Para profesor di kampus-kampus itu sibuk ramai-ramai belajar bagaimana cara mengutip yang rapi, namun sekaligus seksi. Dengan begitu seolah jadi pendapatnya sendiri. Mereka merasa selesai melaksanakan tugas kehidupan setelah berhasil membunuh pikirannya sendiri.
Padahal ilmu itu bergerak dari pikiran yang satu ke pikiran yang lain. Keduanya saling berdebat, memperdebatkan, diperdebatkan, dibantah, diperbantahkan, hingga benturan ilmu-ilmu itu terjadi. Benturan keraslah yang kemudian melahirkan semangat pentingnya inovasi dan kreativitas antarilmu itu sendiri.
Oleh karena itu, jika kampus sebagai tempat pengembangan budaya ilmu pengetahuan seharusnya dipenuhi oleh orang-orang yang berpikir, bukan kumpulan robot-robot yang mati.
Kampus Merdeka
Adalah Nadiem anak muda yang jenius itu kini jadi Menteri yang mengurus pikiran rakyat 270 juta jiwa. Ia dipercaya karena telah berhasil membawa paksa para pengangguran memenuhi jalan-jalan yang ruwet di kota Jakarta.
Ketika Covid-19 datang, mereka semua langsung dinilai sebagai manusia yang paling utama layak dikasihani. Covid 19 telah mengubah manusia puncak ciptaan Tuhan itu, hidupnya bergantung hari dan belas kasihan kaum dermawan. Dan ini adalah sukses pertama Nadiem dalam sejarah mengatasi kemiskinan dengan memaksa kaum pengangguran menjadi anak-anak jalanan yang rentan.

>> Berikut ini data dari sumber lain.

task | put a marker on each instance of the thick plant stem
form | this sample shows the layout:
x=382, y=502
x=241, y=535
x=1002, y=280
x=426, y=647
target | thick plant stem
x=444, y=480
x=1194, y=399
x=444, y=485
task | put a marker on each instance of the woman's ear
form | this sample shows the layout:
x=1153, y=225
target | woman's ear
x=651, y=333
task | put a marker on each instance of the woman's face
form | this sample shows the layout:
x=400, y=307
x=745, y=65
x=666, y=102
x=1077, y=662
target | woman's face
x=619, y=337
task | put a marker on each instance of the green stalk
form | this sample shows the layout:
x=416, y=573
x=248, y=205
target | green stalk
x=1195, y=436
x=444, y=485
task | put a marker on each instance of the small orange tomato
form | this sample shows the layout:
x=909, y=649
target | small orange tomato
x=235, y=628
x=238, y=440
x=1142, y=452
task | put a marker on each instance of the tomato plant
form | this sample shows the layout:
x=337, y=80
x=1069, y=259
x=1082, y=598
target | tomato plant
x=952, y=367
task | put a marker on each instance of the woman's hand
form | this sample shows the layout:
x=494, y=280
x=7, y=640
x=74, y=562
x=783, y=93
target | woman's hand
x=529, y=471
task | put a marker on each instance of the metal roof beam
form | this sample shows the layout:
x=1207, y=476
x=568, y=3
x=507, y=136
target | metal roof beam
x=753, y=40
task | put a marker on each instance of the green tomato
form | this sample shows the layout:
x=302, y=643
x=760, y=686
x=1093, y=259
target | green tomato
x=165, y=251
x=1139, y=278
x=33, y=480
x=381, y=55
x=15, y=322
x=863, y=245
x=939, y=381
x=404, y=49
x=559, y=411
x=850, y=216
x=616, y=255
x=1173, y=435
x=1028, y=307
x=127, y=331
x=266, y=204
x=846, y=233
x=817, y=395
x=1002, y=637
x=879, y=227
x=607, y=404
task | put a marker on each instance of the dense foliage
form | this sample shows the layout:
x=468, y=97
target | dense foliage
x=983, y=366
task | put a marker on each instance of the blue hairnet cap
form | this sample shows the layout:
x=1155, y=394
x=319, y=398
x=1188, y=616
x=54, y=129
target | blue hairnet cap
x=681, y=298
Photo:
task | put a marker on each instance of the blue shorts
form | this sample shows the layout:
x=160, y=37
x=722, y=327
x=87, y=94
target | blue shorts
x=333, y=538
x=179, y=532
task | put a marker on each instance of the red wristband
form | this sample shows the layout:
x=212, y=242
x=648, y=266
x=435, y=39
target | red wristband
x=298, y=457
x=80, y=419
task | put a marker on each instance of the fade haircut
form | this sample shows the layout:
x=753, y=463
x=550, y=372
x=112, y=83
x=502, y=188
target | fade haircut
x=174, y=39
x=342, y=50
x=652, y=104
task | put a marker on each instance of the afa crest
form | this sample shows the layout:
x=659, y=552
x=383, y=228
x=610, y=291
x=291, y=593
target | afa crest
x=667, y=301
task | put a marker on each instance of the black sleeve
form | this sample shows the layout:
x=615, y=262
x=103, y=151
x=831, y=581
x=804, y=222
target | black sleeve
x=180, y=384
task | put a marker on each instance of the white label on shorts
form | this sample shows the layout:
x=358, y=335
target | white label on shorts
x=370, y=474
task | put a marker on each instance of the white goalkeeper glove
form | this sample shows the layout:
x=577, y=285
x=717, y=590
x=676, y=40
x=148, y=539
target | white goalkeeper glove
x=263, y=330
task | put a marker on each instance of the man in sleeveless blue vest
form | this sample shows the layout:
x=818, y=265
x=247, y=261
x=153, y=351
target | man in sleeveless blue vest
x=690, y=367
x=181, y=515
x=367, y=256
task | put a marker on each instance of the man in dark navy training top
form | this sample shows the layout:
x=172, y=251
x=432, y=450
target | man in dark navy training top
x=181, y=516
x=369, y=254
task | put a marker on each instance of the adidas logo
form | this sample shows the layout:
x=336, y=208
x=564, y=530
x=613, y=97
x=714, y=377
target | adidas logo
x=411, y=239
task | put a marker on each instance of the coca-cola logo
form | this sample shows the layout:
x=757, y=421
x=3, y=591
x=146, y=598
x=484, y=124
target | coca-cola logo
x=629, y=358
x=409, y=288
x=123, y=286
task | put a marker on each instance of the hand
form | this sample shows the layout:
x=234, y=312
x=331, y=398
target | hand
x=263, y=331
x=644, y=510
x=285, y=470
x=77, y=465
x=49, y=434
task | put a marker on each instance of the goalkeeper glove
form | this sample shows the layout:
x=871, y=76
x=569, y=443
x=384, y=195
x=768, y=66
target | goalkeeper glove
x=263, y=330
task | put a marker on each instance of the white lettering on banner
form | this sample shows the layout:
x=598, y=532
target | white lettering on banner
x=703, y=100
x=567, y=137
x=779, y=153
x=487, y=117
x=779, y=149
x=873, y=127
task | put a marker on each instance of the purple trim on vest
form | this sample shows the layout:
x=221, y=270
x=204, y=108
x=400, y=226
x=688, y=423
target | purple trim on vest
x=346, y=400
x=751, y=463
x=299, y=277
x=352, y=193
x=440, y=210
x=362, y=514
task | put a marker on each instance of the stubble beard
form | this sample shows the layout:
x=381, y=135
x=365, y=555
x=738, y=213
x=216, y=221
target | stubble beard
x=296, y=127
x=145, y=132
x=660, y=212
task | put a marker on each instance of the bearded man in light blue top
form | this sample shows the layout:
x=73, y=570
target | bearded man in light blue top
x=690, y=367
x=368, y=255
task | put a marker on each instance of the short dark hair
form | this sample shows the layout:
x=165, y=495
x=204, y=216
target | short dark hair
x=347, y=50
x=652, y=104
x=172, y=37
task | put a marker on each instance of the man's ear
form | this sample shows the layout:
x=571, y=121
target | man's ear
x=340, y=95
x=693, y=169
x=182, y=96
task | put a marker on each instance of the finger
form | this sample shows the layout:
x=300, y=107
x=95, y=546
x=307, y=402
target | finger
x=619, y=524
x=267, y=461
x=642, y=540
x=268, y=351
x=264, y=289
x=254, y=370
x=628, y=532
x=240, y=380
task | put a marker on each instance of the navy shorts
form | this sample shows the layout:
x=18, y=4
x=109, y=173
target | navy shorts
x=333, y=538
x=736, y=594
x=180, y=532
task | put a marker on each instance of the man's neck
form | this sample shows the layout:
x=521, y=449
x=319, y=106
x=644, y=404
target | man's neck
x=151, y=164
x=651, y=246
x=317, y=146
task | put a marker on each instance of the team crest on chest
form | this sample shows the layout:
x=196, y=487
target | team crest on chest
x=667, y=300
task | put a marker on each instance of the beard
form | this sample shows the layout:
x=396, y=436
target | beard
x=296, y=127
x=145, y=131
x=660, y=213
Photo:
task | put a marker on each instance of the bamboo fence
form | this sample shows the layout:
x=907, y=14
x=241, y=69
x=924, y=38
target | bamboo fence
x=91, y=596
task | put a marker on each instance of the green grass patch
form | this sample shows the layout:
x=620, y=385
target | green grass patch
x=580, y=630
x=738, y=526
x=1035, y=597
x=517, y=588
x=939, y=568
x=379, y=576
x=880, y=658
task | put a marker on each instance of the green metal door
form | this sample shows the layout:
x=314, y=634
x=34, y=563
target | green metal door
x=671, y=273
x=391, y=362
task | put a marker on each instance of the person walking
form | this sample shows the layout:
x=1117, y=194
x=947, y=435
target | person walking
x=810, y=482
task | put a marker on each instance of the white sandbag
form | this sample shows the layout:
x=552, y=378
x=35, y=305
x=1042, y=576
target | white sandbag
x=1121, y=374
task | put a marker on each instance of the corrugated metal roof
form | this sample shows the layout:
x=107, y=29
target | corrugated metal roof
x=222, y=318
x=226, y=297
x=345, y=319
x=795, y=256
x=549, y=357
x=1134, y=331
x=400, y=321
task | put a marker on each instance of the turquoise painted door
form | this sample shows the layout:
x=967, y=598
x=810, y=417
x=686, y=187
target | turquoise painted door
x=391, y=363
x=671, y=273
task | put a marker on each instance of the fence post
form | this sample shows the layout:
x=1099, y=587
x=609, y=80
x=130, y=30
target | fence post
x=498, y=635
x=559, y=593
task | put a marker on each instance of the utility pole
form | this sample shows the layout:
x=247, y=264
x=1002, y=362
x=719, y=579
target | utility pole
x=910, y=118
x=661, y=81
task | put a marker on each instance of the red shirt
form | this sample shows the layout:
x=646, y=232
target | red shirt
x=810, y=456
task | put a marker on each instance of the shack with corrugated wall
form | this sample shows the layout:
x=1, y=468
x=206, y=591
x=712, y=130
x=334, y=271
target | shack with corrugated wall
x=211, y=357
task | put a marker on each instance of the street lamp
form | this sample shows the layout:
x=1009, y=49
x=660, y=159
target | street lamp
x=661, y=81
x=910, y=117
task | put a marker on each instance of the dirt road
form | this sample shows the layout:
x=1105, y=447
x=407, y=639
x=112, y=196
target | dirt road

Mas Menteri, demikian anak pengacara kondang ini dipanggil, memang sangat berharga. Ia datang merombak tradisi pendidikan yang sudah beku. Ia lontarkan ide kampus merdeka. Entah apanya yang merdeka; saya tidak tahu dengan pasti.
Setahu saya kemerdekaan itu dibutuhkan untuk kembali menggunakan semaksimal mungkin pikiran-pikiran tanpa tekanan. Sebab hanya pikiran dan perasaan yang bebas yang bisa melahirkan kebudayaan.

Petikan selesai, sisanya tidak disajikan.